Only eight days after McVeighs execution at the federal prison in Terre Haute, Ind., another man was executed by lethal injection. Although he wiggled his legs under the white sheet that covered him before the intravenous needle was put into his leg, Juan Raul Garza apologized for his actions. Garza was executed for killing three men to maintain his drug empire.
Garza, a 44-year-old Texan, may have impacted more lives and done more harm than McVeigh did, even though McVeighs deed killed 168 in one fell swoop. But in both cases, these defendants had the ability to make numerous appeals and opportunities to make sure that both were guilty beyond a reasonable doubt.
Due to the high profile execution of McVeigh, the death penalty has come back into the forefront of American public opinion. Should the federal government or states execute individuals convicted of aggravated murder? Amnesty International recently released data showing the U.S. as one of the top seven countries worldwide that had more than 20 state-sanctioned executions. The U.S. ranked third (85) behind Saudi Arabia (123) and China (1,000) in the number of executions performed in 2000.
There is a significant difference between the kind of justice in the U.S. and China. Anyone found guilty of aggravated murder in the U.S. and sentenced to death has immediate appeals made. The process can take up to a decade or more. Consider McVeighs execution. He spent six years awaiting his execution and most of the way was unwilling to file appeals because he wanted to accept his sentence.
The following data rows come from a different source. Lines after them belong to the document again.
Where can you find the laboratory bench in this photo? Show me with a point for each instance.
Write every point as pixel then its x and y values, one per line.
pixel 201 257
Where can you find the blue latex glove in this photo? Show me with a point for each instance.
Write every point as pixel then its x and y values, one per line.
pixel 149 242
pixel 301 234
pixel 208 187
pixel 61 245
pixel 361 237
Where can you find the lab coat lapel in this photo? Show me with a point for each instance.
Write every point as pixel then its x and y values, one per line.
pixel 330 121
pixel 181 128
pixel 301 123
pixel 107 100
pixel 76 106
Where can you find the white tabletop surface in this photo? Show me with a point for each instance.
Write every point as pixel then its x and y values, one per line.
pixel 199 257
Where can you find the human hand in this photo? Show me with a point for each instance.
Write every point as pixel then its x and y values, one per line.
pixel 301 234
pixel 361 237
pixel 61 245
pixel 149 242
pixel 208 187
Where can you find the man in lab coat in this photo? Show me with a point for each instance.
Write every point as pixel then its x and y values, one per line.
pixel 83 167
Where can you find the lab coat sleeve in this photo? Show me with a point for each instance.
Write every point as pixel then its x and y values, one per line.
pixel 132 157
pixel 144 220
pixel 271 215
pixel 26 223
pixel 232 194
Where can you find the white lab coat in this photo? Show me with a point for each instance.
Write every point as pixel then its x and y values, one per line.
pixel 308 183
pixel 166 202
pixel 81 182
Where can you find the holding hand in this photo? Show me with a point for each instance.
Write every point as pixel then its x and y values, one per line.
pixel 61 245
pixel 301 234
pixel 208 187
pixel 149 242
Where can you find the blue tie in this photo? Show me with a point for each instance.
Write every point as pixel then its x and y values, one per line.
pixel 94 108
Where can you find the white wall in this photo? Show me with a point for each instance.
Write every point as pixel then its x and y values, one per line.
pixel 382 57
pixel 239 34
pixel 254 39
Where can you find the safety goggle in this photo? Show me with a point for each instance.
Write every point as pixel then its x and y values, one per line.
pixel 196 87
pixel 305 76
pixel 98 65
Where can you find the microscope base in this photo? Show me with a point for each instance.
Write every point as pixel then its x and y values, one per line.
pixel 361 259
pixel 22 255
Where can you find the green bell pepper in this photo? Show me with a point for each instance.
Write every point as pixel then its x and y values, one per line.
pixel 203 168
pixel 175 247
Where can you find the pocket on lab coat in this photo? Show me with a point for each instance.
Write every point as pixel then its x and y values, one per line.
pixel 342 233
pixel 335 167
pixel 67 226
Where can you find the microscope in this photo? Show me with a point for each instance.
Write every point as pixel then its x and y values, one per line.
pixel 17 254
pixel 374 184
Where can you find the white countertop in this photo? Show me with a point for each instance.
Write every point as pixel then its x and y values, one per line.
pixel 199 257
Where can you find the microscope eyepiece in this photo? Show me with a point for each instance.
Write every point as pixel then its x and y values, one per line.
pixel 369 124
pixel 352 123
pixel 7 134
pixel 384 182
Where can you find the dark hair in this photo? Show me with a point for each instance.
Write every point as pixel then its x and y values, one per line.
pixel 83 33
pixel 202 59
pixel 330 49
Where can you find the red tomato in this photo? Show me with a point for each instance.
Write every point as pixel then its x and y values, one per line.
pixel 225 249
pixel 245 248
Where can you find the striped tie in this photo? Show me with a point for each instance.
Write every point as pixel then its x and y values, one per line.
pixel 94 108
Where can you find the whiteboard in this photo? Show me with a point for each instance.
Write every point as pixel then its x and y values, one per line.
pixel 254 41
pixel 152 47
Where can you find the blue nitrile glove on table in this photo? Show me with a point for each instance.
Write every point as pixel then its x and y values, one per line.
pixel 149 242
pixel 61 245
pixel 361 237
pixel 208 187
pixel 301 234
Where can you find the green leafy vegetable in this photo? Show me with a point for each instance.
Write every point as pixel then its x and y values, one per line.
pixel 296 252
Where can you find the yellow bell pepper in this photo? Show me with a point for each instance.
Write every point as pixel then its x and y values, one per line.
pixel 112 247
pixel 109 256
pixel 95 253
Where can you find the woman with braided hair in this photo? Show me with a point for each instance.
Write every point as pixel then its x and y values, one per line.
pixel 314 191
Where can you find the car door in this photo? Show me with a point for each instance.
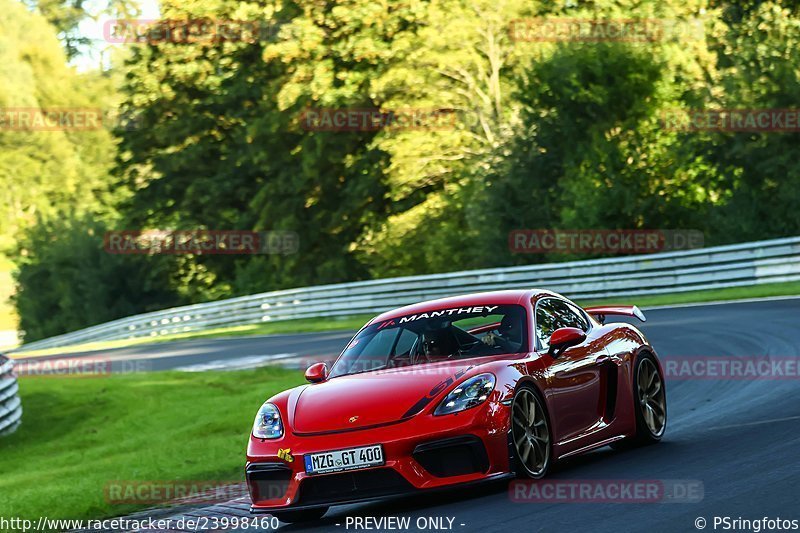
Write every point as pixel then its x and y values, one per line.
pixel 574 376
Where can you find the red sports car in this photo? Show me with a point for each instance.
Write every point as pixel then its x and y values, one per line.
pixel 455 391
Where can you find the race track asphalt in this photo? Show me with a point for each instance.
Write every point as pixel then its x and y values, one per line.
pixel 739 438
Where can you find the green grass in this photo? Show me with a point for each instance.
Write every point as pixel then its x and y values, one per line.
pixel 8 315
pixel 78 434
pixel 308 325
pixel 303 325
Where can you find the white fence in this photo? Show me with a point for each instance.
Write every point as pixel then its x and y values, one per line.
pixel 10 406
pixel 707 268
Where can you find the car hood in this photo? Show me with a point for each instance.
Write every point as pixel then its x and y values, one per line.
pixel 374 398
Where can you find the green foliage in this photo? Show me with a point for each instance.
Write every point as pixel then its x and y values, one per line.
pixel 547 135
pixel 68 281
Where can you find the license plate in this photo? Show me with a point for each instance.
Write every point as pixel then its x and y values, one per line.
pixel 341 460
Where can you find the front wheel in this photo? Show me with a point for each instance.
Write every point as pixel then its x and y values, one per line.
pixel 304 515
pixel 530 434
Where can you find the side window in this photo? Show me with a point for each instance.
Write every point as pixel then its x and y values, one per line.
pixel 546 321
pixel 405 342
pixel 570 316
pixel 552 314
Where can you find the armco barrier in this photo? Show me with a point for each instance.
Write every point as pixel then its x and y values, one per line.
pixel 707 268
pixel 10 406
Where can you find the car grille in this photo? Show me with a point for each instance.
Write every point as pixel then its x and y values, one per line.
pixel 349 486
pixel 455 456
pixel 268 481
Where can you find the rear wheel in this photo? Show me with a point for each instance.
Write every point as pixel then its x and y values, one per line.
pixel 304 515
pixel 530 434
pixel 650 403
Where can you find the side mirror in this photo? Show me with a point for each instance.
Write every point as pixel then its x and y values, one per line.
pixel 317 372
pixel 563 338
In China, those convicted of murder often find themselves led from the courtroom to the execution square, after being paraded through the city streets in a truck, and then shot in the back of the head. In one recent case, Jin Ruchao, who was found guilty of killing 108 people in a bomb explosion, was prosecuted and found guilty and sentenced, with the sentence being carried out in only seven weeks. In the U.S., only people convicted of aggravated murder or killing a police officer face the death penalty. In China people can be executed for non-violent crimes, such as selling the explosives to a person who made the bomb that was used in a crime.
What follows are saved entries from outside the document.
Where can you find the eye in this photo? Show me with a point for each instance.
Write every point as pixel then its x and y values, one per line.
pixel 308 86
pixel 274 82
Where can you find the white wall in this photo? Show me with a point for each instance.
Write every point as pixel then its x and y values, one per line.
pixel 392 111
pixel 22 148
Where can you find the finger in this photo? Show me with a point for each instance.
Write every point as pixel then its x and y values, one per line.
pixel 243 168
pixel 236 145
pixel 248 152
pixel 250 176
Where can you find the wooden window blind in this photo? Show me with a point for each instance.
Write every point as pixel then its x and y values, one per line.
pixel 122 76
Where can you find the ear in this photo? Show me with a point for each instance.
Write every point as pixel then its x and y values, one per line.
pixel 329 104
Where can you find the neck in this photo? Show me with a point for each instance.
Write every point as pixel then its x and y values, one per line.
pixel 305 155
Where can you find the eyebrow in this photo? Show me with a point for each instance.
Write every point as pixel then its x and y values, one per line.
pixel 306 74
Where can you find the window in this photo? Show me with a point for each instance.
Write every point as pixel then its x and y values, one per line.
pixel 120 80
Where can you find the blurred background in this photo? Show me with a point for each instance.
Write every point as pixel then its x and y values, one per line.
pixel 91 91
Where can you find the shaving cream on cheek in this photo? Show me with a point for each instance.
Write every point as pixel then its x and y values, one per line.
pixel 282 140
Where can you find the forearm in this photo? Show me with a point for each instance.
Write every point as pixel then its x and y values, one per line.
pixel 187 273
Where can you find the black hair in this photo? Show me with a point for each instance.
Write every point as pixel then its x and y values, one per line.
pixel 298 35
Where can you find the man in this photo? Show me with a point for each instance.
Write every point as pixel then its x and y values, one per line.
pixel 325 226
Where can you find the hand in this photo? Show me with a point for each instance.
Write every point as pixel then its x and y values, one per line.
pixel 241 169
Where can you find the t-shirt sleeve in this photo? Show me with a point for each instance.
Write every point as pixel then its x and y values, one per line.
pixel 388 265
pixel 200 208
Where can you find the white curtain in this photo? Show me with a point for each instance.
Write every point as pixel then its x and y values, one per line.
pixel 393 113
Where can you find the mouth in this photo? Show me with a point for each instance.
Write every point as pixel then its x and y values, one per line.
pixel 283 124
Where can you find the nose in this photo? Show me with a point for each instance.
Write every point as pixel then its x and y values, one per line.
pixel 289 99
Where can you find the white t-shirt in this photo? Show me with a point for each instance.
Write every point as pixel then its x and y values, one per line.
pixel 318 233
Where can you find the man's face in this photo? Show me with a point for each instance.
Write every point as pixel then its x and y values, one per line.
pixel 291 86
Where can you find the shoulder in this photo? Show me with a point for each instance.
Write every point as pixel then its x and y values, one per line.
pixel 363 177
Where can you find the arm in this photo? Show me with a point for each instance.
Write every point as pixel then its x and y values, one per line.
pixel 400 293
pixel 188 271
We are a country that seems bent on sensational crimes and those who commit them. The death penalty seems to enlighten our senses on the one hand and disgust us on the other hand. Americans seemed quite willing to see McVeigh executed, but then we struggle when the crime isnt as publicly visible.
To compare the U.S. to China when it comes to the use of the death penalty seems unfair. But then the debate about the death penalty will continue to rage in every generation. One thing is sure. Once it is carried out, the act is final and the person involved in it is dead.